The ideal method for covalently attaching the phosphonic acid to ITO_np was by immersing the ITO glass substrate previously coated with ITO_np into a solution of 1. The equilibrium for the covalent attachment via the phosphonic acid with the nanoparticles is favored by a micromolar (100 µM) concentration of 1. The physisorbed 1 was removed by rinsing the ITO_np coated substrate with copious amounts of ethanol. The XPS survey spectrum (Fig. S15A) of the glass substrate coated with 1 immobilized on ITO_np confirmed the presence of the elements C, N, O, P, and S from the electrochrome along with In and Sn from the ITO_np (Fig. S15 and Table S1). The P_2p peak was observed at 133.2 eV and it was assigned to the P-O of the phosphonic ester.³⁰ The degree of covalent attachment of 1 to ITO_np cannot be unequivocally determined exclusively from the P_2p peak (Fig. S16). However, its characteristic binding energy does confirm the covalent attachment of the phosphate to ITO via its oxygen. This is based on the absence of a deconvoluted peak at a higher binding energy (133.6 eV) that is characteristic of unbound phosphonic acid.³⁰ The covalent attachment of 1 to the ITO_np can nonetheless undoubtedly be confirmed by the deconvolution of the O_1s peak centered at 530.9 eV. Indeed, three distinct peaks can be deconvoluted (Fig. 2) having discrete binding energies of 532.8 (green), 531.6 (blue), and 530.4 eV (red). The peak at 531.6 eV is well known to correspond to the tridentate binding of phosphonic acid to ITO as per the inset of Fig. 2 whereas the peak at 532.8 eV is assigned to the bidentate binding.

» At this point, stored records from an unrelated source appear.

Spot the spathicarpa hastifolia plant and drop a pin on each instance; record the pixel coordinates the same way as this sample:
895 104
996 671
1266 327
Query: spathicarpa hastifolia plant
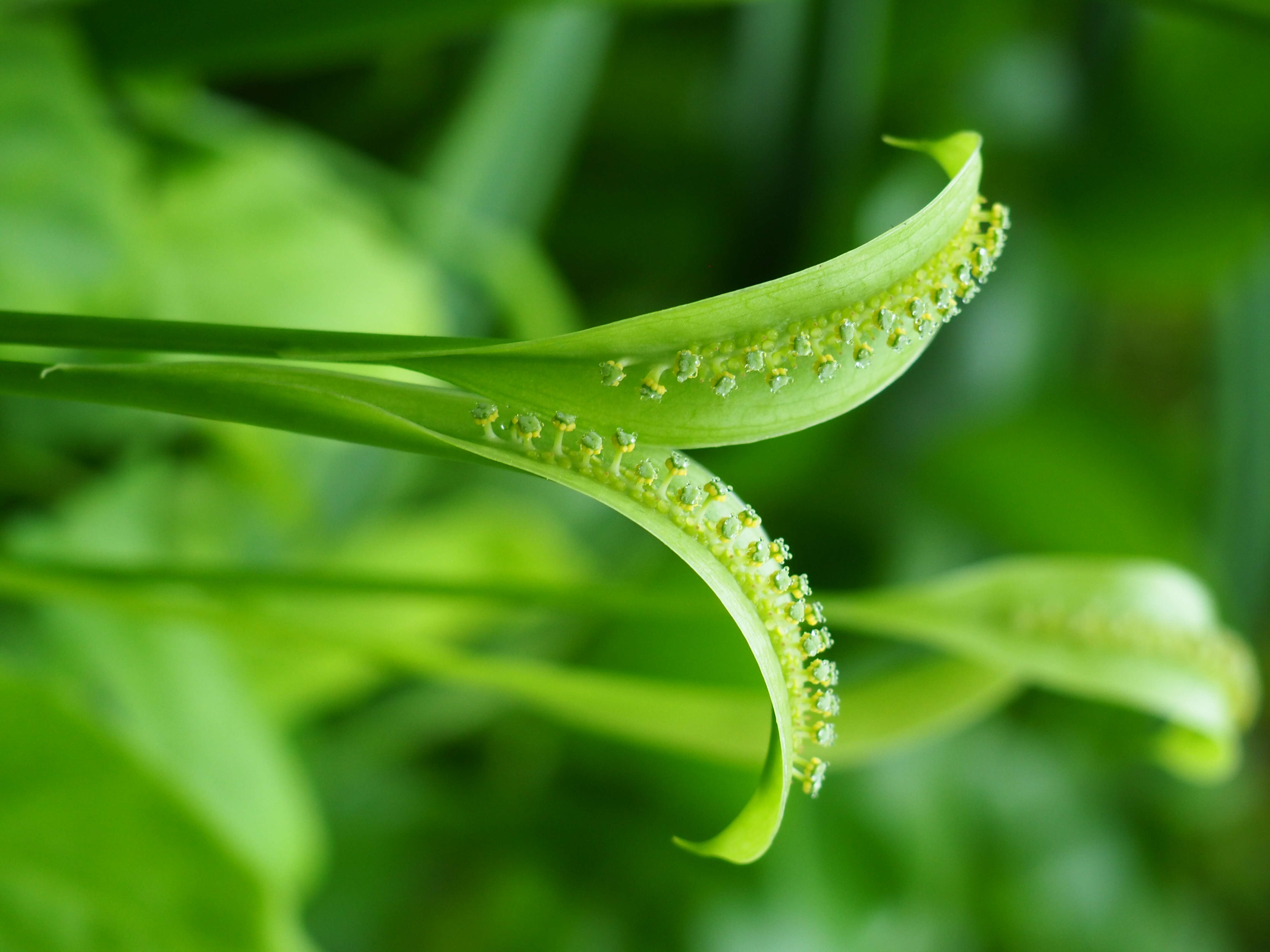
607 412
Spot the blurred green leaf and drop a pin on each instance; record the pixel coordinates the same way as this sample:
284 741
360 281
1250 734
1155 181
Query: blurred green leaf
237 36
502 159
98 852
1140 634
1244 441
69 225
717 724
1064 482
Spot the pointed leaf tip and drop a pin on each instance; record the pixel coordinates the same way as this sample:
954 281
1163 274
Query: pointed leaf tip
952 153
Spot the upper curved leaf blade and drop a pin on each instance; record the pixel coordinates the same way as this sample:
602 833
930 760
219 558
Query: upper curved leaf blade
670 503
763 361
740 367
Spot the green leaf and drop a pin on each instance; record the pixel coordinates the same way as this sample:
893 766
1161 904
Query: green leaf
97 852
919 268
1133 633
430 421
802 334
502 158
69 228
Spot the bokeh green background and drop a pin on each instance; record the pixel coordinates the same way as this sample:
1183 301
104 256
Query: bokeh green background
481 168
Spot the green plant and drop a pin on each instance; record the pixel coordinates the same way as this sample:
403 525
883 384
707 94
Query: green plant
599 412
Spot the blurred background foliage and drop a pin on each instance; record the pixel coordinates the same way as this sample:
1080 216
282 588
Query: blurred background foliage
492 168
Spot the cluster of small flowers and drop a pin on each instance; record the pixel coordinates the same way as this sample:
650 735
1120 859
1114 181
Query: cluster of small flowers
907 312
713 516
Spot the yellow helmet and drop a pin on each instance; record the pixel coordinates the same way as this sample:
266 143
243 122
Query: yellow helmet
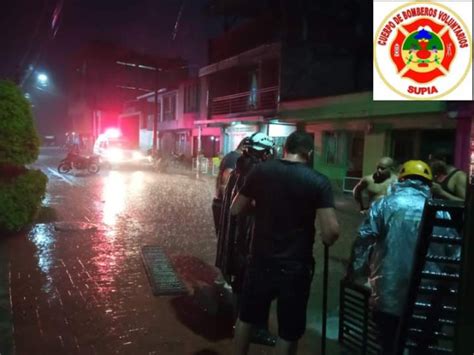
416 168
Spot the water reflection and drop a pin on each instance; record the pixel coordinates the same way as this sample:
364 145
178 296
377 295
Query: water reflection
113 196
42 235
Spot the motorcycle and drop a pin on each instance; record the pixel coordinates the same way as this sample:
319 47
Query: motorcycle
80 162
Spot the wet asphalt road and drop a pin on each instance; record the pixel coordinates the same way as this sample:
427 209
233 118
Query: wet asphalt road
78 285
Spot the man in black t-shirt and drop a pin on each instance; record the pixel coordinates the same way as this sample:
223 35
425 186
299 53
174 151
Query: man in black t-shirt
227 165
287 195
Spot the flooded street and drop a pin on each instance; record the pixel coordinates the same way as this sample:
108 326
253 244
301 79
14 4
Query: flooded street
78 284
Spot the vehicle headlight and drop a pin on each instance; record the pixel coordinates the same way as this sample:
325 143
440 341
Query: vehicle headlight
114 155
137 155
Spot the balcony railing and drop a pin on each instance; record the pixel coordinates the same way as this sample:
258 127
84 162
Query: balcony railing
263 99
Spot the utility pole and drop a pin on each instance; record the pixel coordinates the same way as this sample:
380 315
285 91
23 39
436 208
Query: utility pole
155 116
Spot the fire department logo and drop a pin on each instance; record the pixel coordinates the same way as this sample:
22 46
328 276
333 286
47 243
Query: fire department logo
423 51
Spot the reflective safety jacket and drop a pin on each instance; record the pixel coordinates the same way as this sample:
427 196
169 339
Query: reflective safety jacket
386 242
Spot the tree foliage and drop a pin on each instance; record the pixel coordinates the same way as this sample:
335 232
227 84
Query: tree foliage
19 141
20 199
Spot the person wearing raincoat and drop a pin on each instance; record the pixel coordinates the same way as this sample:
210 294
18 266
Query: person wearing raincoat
234 232
386 244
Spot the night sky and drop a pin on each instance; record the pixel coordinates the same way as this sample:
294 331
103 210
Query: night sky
145 26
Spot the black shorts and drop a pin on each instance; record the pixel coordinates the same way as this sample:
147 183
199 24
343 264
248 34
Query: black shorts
290 284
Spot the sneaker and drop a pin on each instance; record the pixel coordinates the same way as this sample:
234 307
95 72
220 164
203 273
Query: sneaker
263 337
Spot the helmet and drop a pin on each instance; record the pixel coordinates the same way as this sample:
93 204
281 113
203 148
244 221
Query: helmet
416 168
259 141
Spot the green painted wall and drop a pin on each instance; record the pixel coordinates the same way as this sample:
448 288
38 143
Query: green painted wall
358 106
335 172
374 149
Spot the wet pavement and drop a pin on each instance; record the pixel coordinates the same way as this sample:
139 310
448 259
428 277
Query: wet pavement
78 286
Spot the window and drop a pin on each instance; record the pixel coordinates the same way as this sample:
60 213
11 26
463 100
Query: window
169 108
191 98
149 122
334 147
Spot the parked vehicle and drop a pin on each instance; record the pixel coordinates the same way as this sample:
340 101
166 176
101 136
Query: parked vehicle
117 150
79 162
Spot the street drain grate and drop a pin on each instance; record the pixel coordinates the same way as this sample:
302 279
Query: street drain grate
160 272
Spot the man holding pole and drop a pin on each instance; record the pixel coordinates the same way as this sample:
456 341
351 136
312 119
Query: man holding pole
286 195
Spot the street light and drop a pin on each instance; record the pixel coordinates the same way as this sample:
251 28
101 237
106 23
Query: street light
42 79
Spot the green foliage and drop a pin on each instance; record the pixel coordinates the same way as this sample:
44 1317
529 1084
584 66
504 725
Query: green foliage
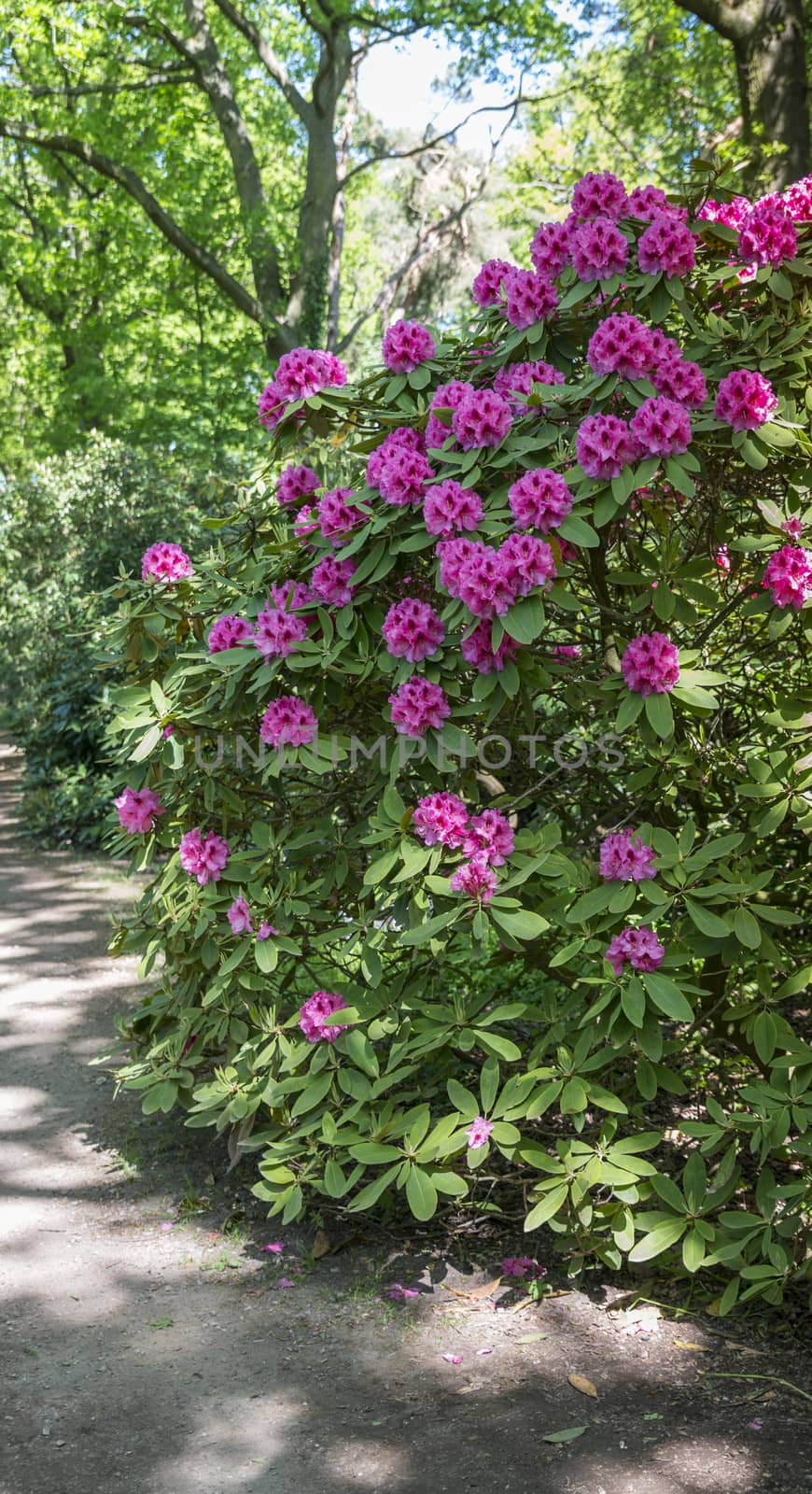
648 1117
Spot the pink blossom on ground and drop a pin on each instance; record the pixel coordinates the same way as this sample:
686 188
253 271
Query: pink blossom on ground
550 248
278 632
662 428
624 858
528 298
745 400
239 916
203 856
450 507
640 948
405 345
288 722
441 819
605 445
294 483
475 879
413 629
651 664
539 500
599 250
330 582
478 650
490 836
789 577
667 247
599 194
416 706
137 810
487 289
164 562
478 1133
403 477
483 418
314 1016
622 344
229 632
767 235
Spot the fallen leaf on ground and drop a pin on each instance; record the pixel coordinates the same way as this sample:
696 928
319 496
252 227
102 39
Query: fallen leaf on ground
580 1382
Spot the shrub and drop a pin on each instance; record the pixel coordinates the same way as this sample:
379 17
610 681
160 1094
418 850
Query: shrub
517 906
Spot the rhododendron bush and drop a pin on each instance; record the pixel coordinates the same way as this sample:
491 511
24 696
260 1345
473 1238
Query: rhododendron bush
473 764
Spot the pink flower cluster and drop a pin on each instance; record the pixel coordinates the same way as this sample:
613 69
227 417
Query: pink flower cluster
651 665
137 810
416 706
203 856
294 483
789 577
229 632
448 507
314 1016
413 629
745 400
640 948
624 858
288 722
405 345
539 500
330 582
164 562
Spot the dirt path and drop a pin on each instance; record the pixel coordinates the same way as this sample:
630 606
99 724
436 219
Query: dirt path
149 1344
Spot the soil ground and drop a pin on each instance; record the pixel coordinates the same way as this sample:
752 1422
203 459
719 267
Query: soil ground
149 1344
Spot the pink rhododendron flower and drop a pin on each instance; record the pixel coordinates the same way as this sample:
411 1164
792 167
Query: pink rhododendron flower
441 819
403 477
622 344
314 1016
164 562
478 650
413 629
288 722
330 582
483 418
137 810
278 632
450 507
640 948
416 706
624 858
229 632
487 289
294 483
550 247
651 665
405 345
402 438
599 250
203 856
239 916
667 247
478 1133
599 194
539 500
767 235
789 575
528 298
605 445
662 428
490 836
745 400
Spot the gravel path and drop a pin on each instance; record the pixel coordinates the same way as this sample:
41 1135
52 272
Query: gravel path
149 1346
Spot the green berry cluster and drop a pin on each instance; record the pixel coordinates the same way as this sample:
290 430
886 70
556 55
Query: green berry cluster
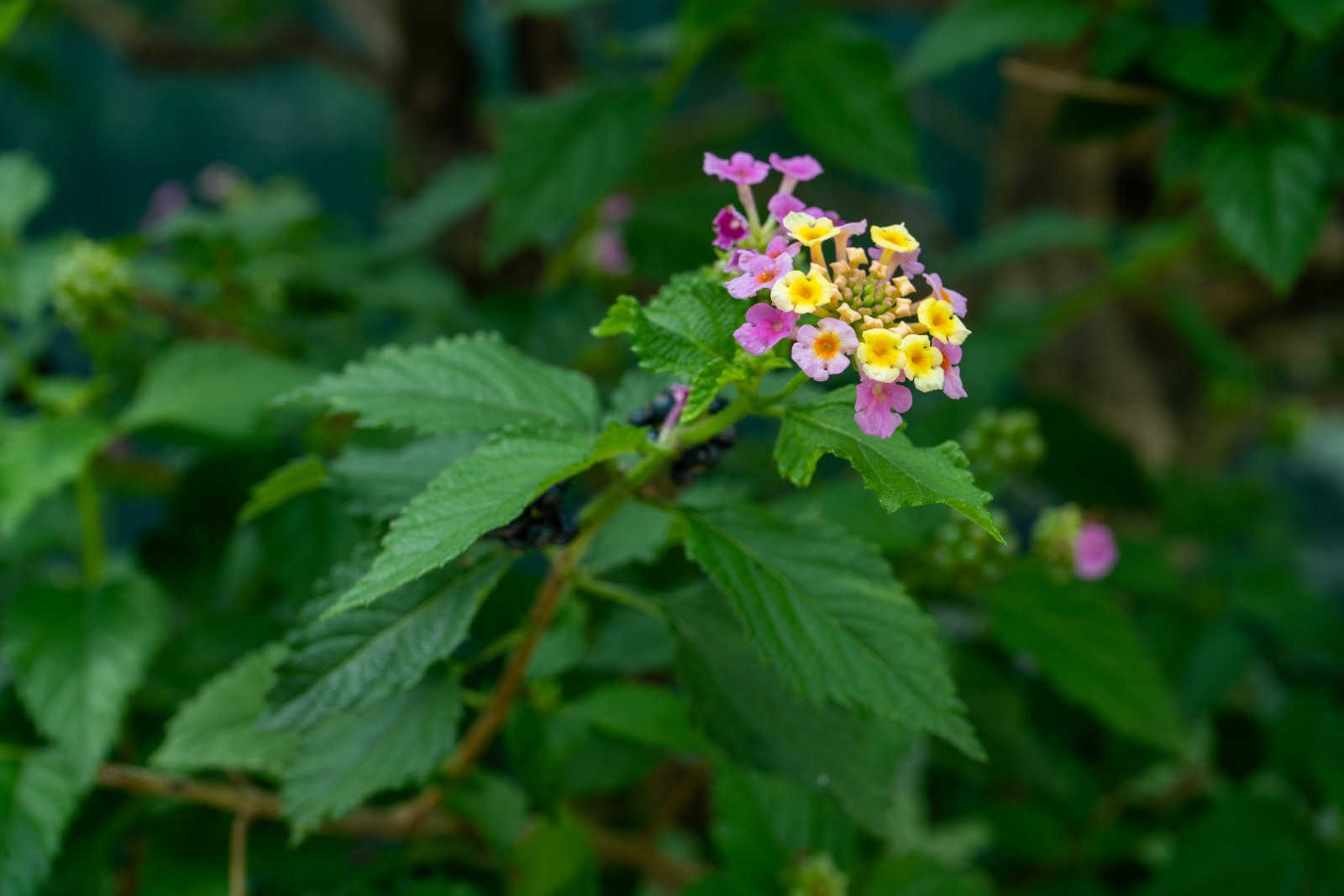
817 876
1003 443
968 555
92 285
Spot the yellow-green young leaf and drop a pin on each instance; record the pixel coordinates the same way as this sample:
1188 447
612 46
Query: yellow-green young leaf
218 727
393 743
39 792
481 492
974 29
898 472
759 719
1269 191
685 331
78 653
642 714
360 658
300 476
555 860
24 187
830 618
559 155
210 387
474 383
38 456
1089 651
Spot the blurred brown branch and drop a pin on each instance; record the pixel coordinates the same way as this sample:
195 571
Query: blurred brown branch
155 46
1074 85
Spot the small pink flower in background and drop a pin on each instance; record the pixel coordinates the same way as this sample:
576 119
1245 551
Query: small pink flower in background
824 349
167 201
765 327
743 168
730 228
878 406
958 300
952 385
609 251
796 168
761 271
781 204
1095 551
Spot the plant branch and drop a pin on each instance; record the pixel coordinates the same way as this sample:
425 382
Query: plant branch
239 855
394 822
1073 85
154 46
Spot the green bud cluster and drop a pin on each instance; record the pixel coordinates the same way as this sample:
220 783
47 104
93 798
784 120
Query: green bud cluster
92 285
817 876
968 555
1001 443
1054 533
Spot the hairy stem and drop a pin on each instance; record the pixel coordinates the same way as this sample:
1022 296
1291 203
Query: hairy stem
239 855
91 527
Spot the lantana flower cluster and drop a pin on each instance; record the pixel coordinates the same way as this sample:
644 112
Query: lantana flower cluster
858 309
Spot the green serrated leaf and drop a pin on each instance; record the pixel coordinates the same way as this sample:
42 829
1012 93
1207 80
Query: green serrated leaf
481 492
900 473
1268 188
360 658
393 743
381 481
39 792
763 721
78 653
685 331
559 155
474 383
1090 651
831 620
638 533
219 726
210 387
640 714
555 860
40 454
300 476
1216 65
24 188
974 29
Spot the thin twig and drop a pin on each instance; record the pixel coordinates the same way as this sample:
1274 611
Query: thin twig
192 322
1074 85
239 855
487 725
394 822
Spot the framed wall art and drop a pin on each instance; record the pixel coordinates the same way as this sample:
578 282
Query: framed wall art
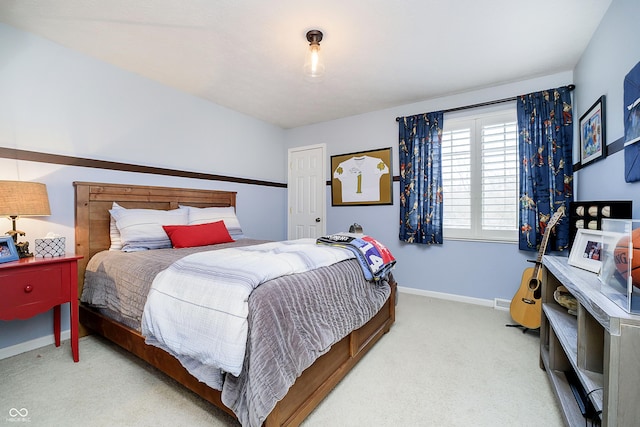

This contrasts with weakly bound phosphonic acid, whose binding energies correspond to 533.8 eV.³¹ The O_1s peak at lower binding energies is assigned to the indium-O-indium and tin-O bonds of the nanoparticles.³² The predominance of tridentate binding is confirmed by the 1 : 4 peak areas of the respective bi- and tridentate O_1s peaks. ITO_ns–O–P and P=O binding can be confirmed from the collective XPS data in accordance with the wealth of literature regarding the covalent attachment of phosphonic acids to ITO.^30,33–36

The wettability of the surface was also evaluated by measuring the water contact angle of the covalently attached layer. The contact angle for the unbound surface was 20°, confirming its hydrophilicity owing to the surface hydroxyls of ITO_np. The contact angle increased to 110° once 1 was bound to the ITO_np. This increase in hydrophobicity is from the coating of hydrophobic 1 on the surface (Fig. S28). It is worthy to note that the coating of 1 on ITO_np was too thin for its optical evaluation by convention ATR-FTIR. The binding of 1 to ITO_np as per the coordination illustrated in 1_np (Fig. 1) is confirmed both by XPS (Fig. 2 and Fig. S15–S19, and Table S1) and the change in surface hydrophilicity by water contact angle measurements.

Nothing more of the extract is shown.